WM 2018

Wie in Freiburger Betrieben heute das Deutschland-Spiel geschaut wird

Christian Engel

Die Begegnung Deutschland gegen Südkorea wird heute um 16 Uhr angepfiffen – nicht gerade arbeitnehmerfreundlich. Etliche Freiburger Betriebe ermöglichen ihren Mitarbeitern aber das Spiel zu schauen.

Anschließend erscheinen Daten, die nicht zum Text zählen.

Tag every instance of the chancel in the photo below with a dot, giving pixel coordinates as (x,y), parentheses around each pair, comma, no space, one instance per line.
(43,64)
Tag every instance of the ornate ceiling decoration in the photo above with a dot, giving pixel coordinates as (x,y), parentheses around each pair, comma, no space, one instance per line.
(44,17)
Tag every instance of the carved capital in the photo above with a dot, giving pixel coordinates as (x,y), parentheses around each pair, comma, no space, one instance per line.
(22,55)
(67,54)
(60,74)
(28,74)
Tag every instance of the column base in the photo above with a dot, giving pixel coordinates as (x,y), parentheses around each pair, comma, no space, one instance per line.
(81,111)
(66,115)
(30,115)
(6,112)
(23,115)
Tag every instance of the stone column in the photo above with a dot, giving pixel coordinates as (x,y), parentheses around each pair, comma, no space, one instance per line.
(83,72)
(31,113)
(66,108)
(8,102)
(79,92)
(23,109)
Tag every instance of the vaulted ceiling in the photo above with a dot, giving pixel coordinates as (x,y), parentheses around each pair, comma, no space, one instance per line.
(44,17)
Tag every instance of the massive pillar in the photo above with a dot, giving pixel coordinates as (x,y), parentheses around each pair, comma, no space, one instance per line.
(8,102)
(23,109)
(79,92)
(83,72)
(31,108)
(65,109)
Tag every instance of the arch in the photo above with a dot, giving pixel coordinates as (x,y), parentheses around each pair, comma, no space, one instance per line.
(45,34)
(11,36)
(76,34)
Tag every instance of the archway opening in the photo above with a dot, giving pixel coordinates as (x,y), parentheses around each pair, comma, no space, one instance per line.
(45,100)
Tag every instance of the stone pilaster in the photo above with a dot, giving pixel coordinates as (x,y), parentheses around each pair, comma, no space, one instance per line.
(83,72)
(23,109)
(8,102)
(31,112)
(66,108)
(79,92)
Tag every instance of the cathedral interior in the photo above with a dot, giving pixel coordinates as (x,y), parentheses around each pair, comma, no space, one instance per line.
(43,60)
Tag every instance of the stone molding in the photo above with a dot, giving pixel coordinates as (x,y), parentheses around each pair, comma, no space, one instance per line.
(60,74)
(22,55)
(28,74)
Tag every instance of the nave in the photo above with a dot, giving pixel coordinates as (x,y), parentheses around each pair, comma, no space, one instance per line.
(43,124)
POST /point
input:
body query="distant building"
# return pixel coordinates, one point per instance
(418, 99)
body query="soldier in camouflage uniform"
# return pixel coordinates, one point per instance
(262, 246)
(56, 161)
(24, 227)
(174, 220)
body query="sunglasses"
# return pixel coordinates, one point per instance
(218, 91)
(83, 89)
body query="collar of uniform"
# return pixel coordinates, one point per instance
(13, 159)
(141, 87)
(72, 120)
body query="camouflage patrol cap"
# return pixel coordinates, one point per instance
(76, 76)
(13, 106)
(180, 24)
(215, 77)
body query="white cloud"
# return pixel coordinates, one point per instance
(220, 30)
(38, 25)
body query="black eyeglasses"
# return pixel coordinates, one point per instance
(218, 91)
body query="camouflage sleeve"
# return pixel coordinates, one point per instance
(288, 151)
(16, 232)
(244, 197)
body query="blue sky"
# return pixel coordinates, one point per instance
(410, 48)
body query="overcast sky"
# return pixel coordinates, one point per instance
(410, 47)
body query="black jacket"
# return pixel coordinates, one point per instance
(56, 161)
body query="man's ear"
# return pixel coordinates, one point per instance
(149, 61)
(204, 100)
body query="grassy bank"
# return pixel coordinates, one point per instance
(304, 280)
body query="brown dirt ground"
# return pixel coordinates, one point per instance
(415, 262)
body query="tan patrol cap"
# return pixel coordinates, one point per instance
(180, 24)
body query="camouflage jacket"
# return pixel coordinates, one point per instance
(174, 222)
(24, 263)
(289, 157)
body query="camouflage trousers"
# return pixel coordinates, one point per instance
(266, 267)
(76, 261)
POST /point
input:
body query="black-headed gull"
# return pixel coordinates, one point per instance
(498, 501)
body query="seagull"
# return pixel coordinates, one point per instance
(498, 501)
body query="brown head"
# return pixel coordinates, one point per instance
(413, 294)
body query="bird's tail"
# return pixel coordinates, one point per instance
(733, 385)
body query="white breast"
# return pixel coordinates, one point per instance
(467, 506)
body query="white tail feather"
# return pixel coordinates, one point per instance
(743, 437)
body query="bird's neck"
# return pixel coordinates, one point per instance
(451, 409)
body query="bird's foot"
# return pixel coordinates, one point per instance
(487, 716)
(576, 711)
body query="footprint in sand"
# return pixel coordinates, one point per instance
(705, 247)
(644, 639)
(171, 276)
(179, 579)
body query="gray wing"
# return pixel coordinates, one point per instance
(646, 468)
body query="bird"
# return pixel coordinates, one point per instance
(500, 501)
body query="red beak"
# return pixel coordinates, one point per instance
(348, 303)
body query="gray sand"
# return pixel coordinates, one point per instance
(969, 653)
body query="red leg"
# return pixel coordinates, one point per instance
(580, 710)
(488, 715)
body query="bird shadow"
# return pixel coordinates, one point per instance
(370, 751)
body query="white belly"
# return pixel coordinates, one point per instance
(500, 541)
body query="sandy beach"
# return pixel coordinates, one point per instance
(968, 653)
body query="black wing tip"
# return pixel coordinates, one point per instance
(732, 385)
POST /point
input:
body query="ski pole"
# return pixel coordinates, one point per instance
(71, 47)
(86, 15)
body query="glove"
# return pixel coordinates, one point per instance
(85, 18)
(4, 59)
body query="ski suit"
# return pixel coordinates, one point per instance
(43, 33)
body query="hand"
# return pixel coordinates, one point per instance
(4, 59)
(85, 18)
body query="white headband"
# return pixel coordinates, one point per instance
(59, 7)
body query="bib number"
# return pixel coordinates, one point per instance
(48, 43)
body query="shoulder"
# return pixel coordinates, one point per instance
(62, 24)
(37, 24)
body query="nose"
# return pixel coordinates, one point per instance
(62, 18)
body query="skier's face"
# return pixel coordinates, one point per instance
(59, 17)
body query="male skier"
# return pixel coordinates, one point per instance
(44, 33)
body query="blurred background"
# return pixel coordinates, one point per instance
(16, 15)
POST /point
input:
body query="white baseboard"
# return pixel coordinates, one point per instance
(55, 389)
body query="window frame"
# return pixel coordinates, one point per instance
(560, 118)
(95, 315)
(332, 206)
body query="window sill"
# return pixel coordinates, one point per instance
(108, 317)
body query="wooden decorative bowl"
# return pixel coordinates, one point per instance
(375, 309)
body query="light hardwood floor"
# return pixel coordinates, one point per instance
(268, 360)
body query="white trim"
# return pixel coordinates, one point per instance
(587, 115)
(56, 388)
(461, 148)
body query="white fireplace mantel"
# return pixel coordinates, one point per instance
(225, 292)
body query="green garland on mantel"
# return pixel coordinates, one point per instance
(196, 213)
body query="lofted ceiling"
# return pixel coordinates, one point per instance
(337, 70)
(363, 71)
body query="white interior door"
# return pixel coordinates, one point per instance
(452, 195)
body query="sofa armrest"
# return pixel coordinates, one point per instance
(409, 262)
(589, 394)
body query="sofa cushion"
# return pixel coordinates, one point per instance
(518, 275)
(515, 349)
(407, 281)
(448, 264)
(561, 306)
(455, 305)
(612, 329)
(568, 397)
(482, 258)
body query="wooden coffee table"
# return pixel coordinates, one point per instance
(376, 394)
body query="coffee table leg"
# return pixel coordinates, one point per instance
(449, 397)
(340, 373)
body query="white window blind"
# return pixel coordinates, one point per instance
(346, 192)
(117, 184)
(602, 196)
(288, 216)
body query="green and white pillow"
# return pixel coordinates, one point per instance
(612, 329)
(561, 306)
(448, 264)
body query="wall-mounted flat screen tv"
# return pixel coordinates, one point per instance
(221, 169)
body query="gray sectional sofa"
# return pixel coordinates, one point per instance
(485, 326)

Der Veranstalter der Fußball-WM, die Fifa, nimmt keine Rücksicht auf Öffnungszeiten und Stundenpläne: Die Partie zwischen Deutschland und Südkorea am heutigen Mittwoch wird um 16 Uhr angepfiffen – und da hat manch ein Angestellter und manch ein Schüler jene Karte gezogen, die der Schiri aus der Hosentasche am Gesäß holt. Etliche Betriebe versuchen aber ihren Mitarbeitern zu ermöglichen, das Spiel zu schauen: Sie verlegen Schichten oder bieten Public-Viewing an.


Leinwand bei der Haufe Group

Wenn Toni Kroos und seine Mannen ab 16 Uhr den Lederball ins Rollen bringen, um ins Achtelfinale zu stolpern, sind Mitarbeiter vom Softwareunternehmen Haufe Group mit dabei – zumindest vor dem Bildschirm. Im Auditorium hat die Firma eine Leinwand aufgestellt, zudem sind paar Grillmeister am Start, die rote Würstchen braten. An dem Gaumenschmaus (und hoffentlich auch Augenschmaus) können allerdings nicht alle 1200 Freiburger Mitarbeiter teilnehmen: Der Raum ist aus Sicherheitsgründen auf 120 Gäste begrenzt. Mitarbeiter konnten sich in den vergangenen Tagen anmelden. Wer sich keinen Platz ergattern konnte, kann laut Unternehmenssprecherin Nicole Packhaeuser auch auswärts gucken.



Daheim oder anderswo dürfen auch die Haarkünstler von Friseur Francek die Spiele verfolgen. Als Portugal neulich versuchte, Fußball zu spielen, bekam die Portugiesin frei, die Kroaten durften die Scheren weglegen, um ihrem Land beim Siegen zuzusehen. Nun darf die deutsche Belegschaft mal weg. Am Mittwoch zieht sie um 15 Uhr in die Stadt, um einen Tisch für alle zu finden. In der Zwischenzeit werden schon ein paar Haargeplagte den Friseur aufsuchen, "aber viele sagen den Termin auch noch kurzfristig ab, wenn sie erfahren, dass Deutschland spielt", sagt Salonmanagerin Nicole Jonderko. "Für alle, die kommen, sind dann die anderen da: die Portugiesen, die Kroaten – und vor allem die Italiener, die haben während der WM ja immer Zeit."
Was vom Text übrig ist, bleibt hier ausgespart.